Ya sé que hay quien dice que las armas más eficaces de las mujeres de Sabala son los inestimables servicios de masajistas, peluqueros, modistas y esteticistas. Permítanme matizar. Cuando contemplo el cuadro que responde al título de Reunidas para armarla, algo me dice que el arma más demoledora y eficaz con que cuentan las peripuestas damas no es otra que la lengua con la que manufacturan y envasan las perlas de ingenio y sabiduría que sueltan en sus reuniones, esa misma lengua con la que destripan y despellejan, condenan o absuelven a sus semejantes y son capaces de pararle los pies al más pintado.
Como los artistas de la escuela flamenca, Sabala nos sumerge en cotidianas escenas de interior pero, a diferencia de Vermeer, sus cuadros hablan, susurran, chillan y parlotean alborozadamente, ríen sin recato o bajo la barba, muestran a mujeres inmersas en intensos monólogos interiores y retransmiten las regocijantes fruslerías de la vida cotidiana, del aquí y el ahora. Son cuadros que irradian una ruidosa y parlanchina alegría de vivir y que no sólo nos convierten en voyeurs, sino en espías de diálogos, soliloquios y conversaciones ajenas. De ahí la gran atención que presta Sabala a los títulos de sus piezas, auténticos microrrelatos llenos de sutiles ironías y de dobles sentidos, en los que su autora se revela no sólo como una gran pintora sino también como una artista de la lengua, misteriosamente dotada para captar las más coloridas y suculentas expresiones coloquiales y, en consecuencia, admirable dialoguista. Para muestra un botón: el cuadro titulado Mi marido me desarma cuando me toca despliega una escena donde una mujer sentada sobre un piano de cola -gloriosa ironía- escucha embelesada a su marido ejecutar alguna irresistible pieza musical.

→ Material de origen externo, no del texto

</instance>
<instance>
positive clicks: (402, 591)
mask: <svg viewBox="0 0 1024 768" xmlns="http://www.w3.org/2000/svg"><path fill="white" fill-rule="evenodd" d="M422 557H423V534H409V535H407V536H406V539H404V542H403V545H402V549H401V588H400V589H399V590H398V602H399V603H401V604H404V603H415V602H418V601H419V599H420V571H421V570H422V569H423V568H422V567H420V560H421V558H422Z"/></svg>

Nada hay de trivial en el ininterrumpido flujo de palabras que palpita y zumba en las obras de Sabala; a fin de cuentas, ¿puede alguien imaginar algo más humano que esa imperiosa necesidad de contarnos unos a otros que se halla en la raíz misma del lenguaje? Yo, por lo menos, cada vez que pienso en los hombres de las cavernas, me los figuro reunidos al caer la noche junto a la entrada de la cueva, alrededor de una hoguera, contándose historias, cotidianas o épicas, para conjurar el miedo a la oscuridad.